A different view must be taken as to embroidered articles. For here paragraph 349 provides not only for embroidered articles but for fabrics embroidered in any manner by hand or machinery. It can not be said that the articles, although fully made up, which are composed of fabrics embroidered, fall without the proviso quoted, for such articles are still made up of materials or goods specified in the paragraph, to wit, embroidered fabrics. So that the proviso must be held to have relation to embroidered underwear. The component material of the article is an embroidered fabric, and as such fabric is specified in the paragraph. It would follow that if the completed article is in chief value of such fabric, and has also added to it the Lever or Gothrough lace, it comes directly within the terms of the proviso as an article composed in chief value of one of the materials or goods specified in the paragraph, and is subjected to a rate of duty which is the highest rate imposed by the section upon any of the materials or goods of which the same is composed.

This was the ruling in Stein v. United States (2 Ct. Cust. Appls., 519; T. D. 32250). It is contended by the Government that this case went further and is broad enough in its language to include any article to which lace has been added. But if we turn to the case to ascertain just what was involved, we find it said that there are two classes of cases:

The first class comprises those in which the foundation material is a cotton embroidered linen handkerchief, to which' has been added a cotton lace edging and cotton lace insertions made on the Lever or Gothrough machine. * * * In the second class the completed handkerchief is composed of an unembroidered linen fabric which has been amplified and ornamented by the addition thereto of a cotton lace edging made on the Lever or Gothrough machine and a cotton lace insertion made on the *173Gratley machine. Here the Gratley insertion is the constituent of chief value, and the value of the unembroidered linen center is admittedly less than that of either of the other components.

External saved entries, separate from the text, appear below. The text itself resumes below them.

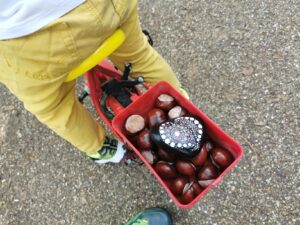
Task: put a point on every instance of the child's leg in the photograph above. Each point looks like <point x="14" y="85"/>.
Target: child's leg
<point x="145" y="60"/>
<point x="34" y="68"/>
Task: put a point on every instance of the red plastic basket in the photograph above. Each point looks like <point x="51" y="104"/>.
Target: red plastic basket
<point x="146" y="102"/>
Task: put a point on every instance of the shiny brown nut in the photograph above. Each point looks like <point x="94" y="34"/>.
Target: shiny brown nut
<point x="150" y="156"/>
<point x="205" y="183"/>
<point x="221" y="157"/>
<point x="177" y="185"/>
<point x="185" y="167"/>
<point x="165" y="155"/>
<point x="176" y="112"/>
<point x="165" y="102"/>
<point x="134" y="124"/>
<point x="143" y="140"/>
<point x="155" y="116"/>
<point x="200" y="158"/>
<point x="165" y="170"/>
<point x="208" y="172"/>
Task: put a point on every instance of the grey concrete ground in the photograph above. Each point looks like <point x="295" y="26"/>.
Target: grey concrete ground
<point x="240" y="61"/>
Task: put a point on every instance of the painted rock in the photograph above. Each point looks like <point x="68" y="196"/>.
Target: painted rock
<point x="182" y="136"/>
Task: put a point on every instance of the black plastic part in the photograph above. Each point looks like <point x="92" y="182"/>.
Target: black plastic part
<point x="150" y="40"/>
<point x="82" y="96"/>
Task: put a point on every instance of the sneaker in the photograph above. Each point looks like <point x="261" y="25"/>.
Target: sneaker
<point x="151" y="216"/>
<point x="184" y="93"/>
<point x="112" y="151"/>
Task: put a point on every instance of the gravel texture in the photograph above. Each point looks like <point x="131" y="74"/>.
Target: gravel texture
<point x="240" y="62"/>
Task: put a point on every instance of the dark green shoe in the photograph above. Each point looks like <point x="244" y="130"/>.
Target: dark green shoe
<point x="151" y="216"/>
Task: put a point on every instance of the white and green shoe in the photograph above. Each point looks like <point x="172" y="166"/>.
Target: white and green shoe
<point x="112" y="151"/>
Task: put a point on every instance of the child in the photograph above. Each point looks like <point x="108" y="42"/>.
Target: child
<point x="42" y="40"/>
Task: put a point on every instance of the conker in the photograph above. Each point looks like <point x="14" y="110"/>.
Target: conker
<point x="205" y="183"/>
<point x="150" y="156"/>
<point x="134" y="124"/>
<point x="221" y="157"/>
<point x="165" y="170"/>
<point x="165" y="155"/>
<point x="185" y="167"/>
<point x="207" y="172"/>
<point x="177" y="185"/>
<point x="143" y="140"/>
<point x="200" y="158"/>
<point x="165" y="102"/>
<point x="155" y="116"/>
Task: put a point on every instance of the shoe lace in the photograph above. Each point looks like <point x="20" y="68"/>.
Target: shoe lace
<point x="109" y="146"/>
<point x="141" y="222"/>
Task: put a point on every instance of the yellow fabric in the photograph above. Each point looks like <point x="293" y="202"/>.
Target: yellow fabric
<point x="34" y="67"/>
<point x="106" y="48"/>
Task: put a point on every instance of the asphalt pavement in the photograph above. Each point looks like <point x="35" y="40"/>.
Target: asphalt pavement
<point x="240" y="62"/>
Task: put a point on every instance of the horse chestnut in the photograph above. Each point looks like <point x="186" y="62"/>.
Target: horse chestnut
<point x="200" y="158"/>
<point x="207" y="172"/>
<point x="155" y="116"/>
<point x="165" y="155"/>
<point x="187" y="196"/>
<point x="177" y="185"/>
<point x="205" y="183"/>
<point x="150" y="156"/>
<point x="185" y="168"/>
<point x="165" y="170"/>
<point x="165" y="102"/>
<point x="221" y="157"/>
<point x="134" y="124"/>
<point x="143" y="140"/>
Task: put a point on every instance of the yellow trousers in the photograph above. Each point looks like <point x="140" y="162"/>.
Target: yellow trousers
<point x="34" y="67"/>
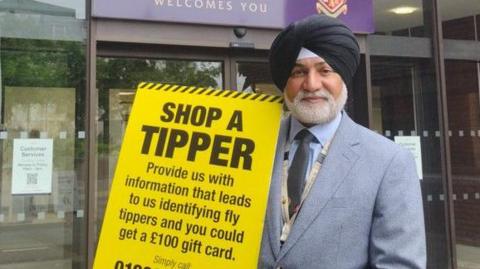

It will be noted as to both of the articles there considered that the goods of which they were composed were specified in paragraph 349, namely, one as insertions, the other as embroideries, so that it was quite correct to say in that case, as we say in this case, of embroidered underwear, that the articles as finished were composed in chief value of one or more of the materials specified in paragraph 349. But this can not be said of the plain cotton underwear, as we have pointed out above.

It results that the order of the Board of General Appraisers should be modified and the protest sustained as it relates to plain cotton underwear with the lace added, and overruled as it relates to embroidered underwear. It is so ordered.